Usia belum genap 16 tahun, Bung Karno sudah membaca karya besar orang-orang besar dunia. Banyak tokoh bapak negara Amerika yang ia kagumi. Di antaranya, Thomas Jefferson dengan Declaration of Independence yang ditulis tahun 1776. Sukarno muda, juga mengkaji gagasan-gagasan George Washington, Paul Revere, hingga Abraham Lincoln.

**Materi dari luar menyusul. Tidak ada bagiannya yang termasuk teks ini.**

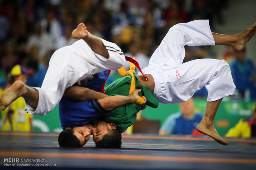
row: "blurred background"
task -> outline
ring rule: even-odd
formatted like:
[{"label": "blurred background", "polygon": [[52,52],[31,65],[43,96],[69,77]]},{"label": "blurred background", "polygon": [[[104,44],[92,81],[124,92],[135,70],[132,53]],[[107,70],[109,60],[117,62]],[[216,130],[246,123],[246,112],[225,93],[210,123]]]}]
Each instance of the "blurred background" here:
[{"label": "blurred background", "polygon": [[[135,57],[142,69],[173,25],[209,19],[213,32],[236,34],[256,22],[256,7],[255,0],[0,0],[0,94],[17,80],[30,86],[40,87],[53,53],[75,42],[71,33],[81,22],[92,34],[116,44],[126,55]],[[185,47],[184,62],[212,58],[225,60],[230,64],[237,88],[234,95],[223,99],[217,113],[215,126],[221,136],[241,121],[250,127],[250,135],[244,137],[251,137],[254,131],[255,44],[254,37],[240,52],[225,46]],[[119,77],[113,71],[107,83]],[[203,114],[207,95],[205,88],[195,94],[193,112]],[[24,107],[24,99],[18,99],[1,112],[1,131],[62,130],[58,106],[43,117],[27,114]],[[138,126],[141,129],[156,124],[152,131],[137,133],[157,133],[164,124],[167,128],[165,122],[168,117],[184,112],[178,103],[160,104],[156,110],[147,107],[138,115],[137,121],[145,123],[134,126],[126,133],[136,133]],[[170,119],[177,120],[177,116]],[[191,128],[194,129],[195,126]],[[191,131],[184,134],[197,135]],[[168,133],[183,134],[171,130]]]}]

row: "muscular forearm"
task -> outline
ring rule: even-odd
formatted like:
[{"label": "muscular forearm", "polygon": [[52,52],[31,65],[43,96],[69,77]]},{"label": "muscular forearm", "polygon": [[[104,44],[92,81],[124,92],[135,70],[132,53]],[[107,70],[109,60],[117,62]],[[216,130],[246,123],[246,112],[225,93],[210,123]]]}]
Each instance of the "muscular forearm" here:
[{"label": "muscular forearm", "polygon": [[135,90],[128,96],[109,96],[98,100],[98,101],[104,109],[111,110],[123,105],[135,102],[140,97],[138,93],[140,90]]},{"label": "muscular forearm", "polygon": [[104,93],[80,86],[68,88],[64,96],[80,101],[89,101],[95,99],[100,99],[108,96]]}]

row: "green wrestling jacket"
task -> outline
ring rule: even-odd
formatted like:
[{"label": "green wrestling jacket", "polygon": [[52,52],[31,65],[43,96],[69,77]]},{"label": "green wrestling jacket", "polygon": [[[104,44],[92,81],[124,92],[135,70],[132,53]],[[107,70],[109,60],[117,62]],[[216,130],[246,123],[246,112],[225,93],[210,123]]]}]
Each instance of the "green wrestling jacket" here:
[{"label": "green wrestling jacket", "polygon": [[[146,97],[147,106],[156,108],[158,106],[158,101],[151,92],[150,89],[140,85],[137,76],[135,73],[133,74],[136,77],[135,89],[141,89],[139,95]],[[116,80],[106,87],[104,93],[109,96],[128,95],[131,79],[132,76],[130,75]],[[127,104],[106,113],[104,116],[107,121],[115,124],[123,133],[135,122],[137,114],[141,110],[141,106],[135,103]]]}]

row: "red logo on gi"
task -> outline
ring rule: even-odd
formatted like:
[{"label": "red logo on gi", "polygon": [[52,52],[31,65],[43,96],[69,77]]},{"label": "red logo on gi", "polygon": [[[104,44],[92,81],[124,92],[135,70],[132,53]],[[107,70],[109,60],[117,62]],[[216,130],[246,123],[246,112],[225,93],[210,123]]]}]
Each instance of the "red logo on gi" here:
[{"label": "red logo on gi", "polygon": [[177,75],[176,75],[177,78],[179,78],[179,77],[180,77],[180,75],[179,73],[179,71],[178,71],[177,70],[177,69],[176,69],[176,68],[175,68],[175,69],[176,70],[176,74],[177,74]]}]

Ia melahap semua ideologi dari berbagai tempat, dari Washington DC hingga Moskow. Itulah yang membuat pemikirannya luas dan terbuka. Ia tahu sisi positif dan negatif dari liberal dan komunis, sehingga tak mau serta merta mencomotnya untuk diterapkan di Indonesia. Kalau tidak begitu, kawan, darimana bisa muncul Pancasila, ideologi tengah itu ;)? Silakan renungi dan rasakan, Pancasila adalah jembatan antara kaum liberalis yang dipimpin George Washington dengan Sosialis yang dikomando Karl Marx. Dua-duanya adalah idola Soekarno, sejak muda.

Terlihat bukan, betapa Soekarno adalah maniak membaca. Kekagumannya pada Nabi Muhammad digambarkan dengan baik pada buku ini. Tat Twam Asi, Gandhi, hingga Swami Vivekananda dari Hindu juga dikutipnya dengan teliti. Cerita dari seorang pastor dari Maluku jadi renungannya tentang kematian kelak di akhir bab. Aku rasa, inilah sebab mengapa seorang Sokarno menjadi orang besar. Ia tak pernah fanatik pada satu ilmu sampai tak sudi membaca ilmu lain. Otak dan jiwanya kaya, dan bebas dari kungkungan batasan ideologi!
* * *

"... aku dipuja bagai dewa, sekaligus dikutuk bagai bandit!"

Ini kutipan asli Bung Karno, dari buku Bung karno: Penyambung Lidah Rakyat Indonesia. Sudah banyak desas-desus tentang beliau, baik dari para ahli, maupun dari orang yang "mengaku" ahli. Beliau memang tokoh dengan kelompok pecinta dan pembenci fanatik yang tak pernah surut. Bahkan hingga kini! Satu kelompok memuja ajarannya, satu lagi menghujatnya habis-habisan. itulah Soekarno, tokoh yang tak ada habisnya dikulik.

Saatnya mengklarifikasi hal itu
menggali kontroversinya, dan mencari tahu dari sisi lain, sekaligus menyelami pikiran luarbiasa beliau (tentu pikirannya luarbiasa. Dalam sebuah tulisan saja ia bisa mengutip dan mengacu pada 30 pemikiran tokoh dunia berbeda :x), langsung dari mulut dan hati seorang Soekarno. Telah banyak kita dengar orang bercerita tentang pribadi Soekarno, dan buku ini mengajak kita berbicara tentang Soekarno, langsung dari bibirnya sendiri!
"... Bung Karno Cilik..."

Came on!
Siapapun anda, bila ada semacam daftar 10 buku wajib baca sebelum dunia kiamat, buku ini wajib ada dalam daftar anda! Kenali, sebenarnya Indonesia dicanangkan menjadi apa oleh founding fathers-nya. Yang pasti, negara kepulauan yang luarbiasa indah, kaya, yang moyangnya membangun Borobudur yang tiada duanya ini tidak dicanangkan menjadi budak hutang barat, yang emas dan uraniumnya dicuri Freeport, tanpa perlawanan!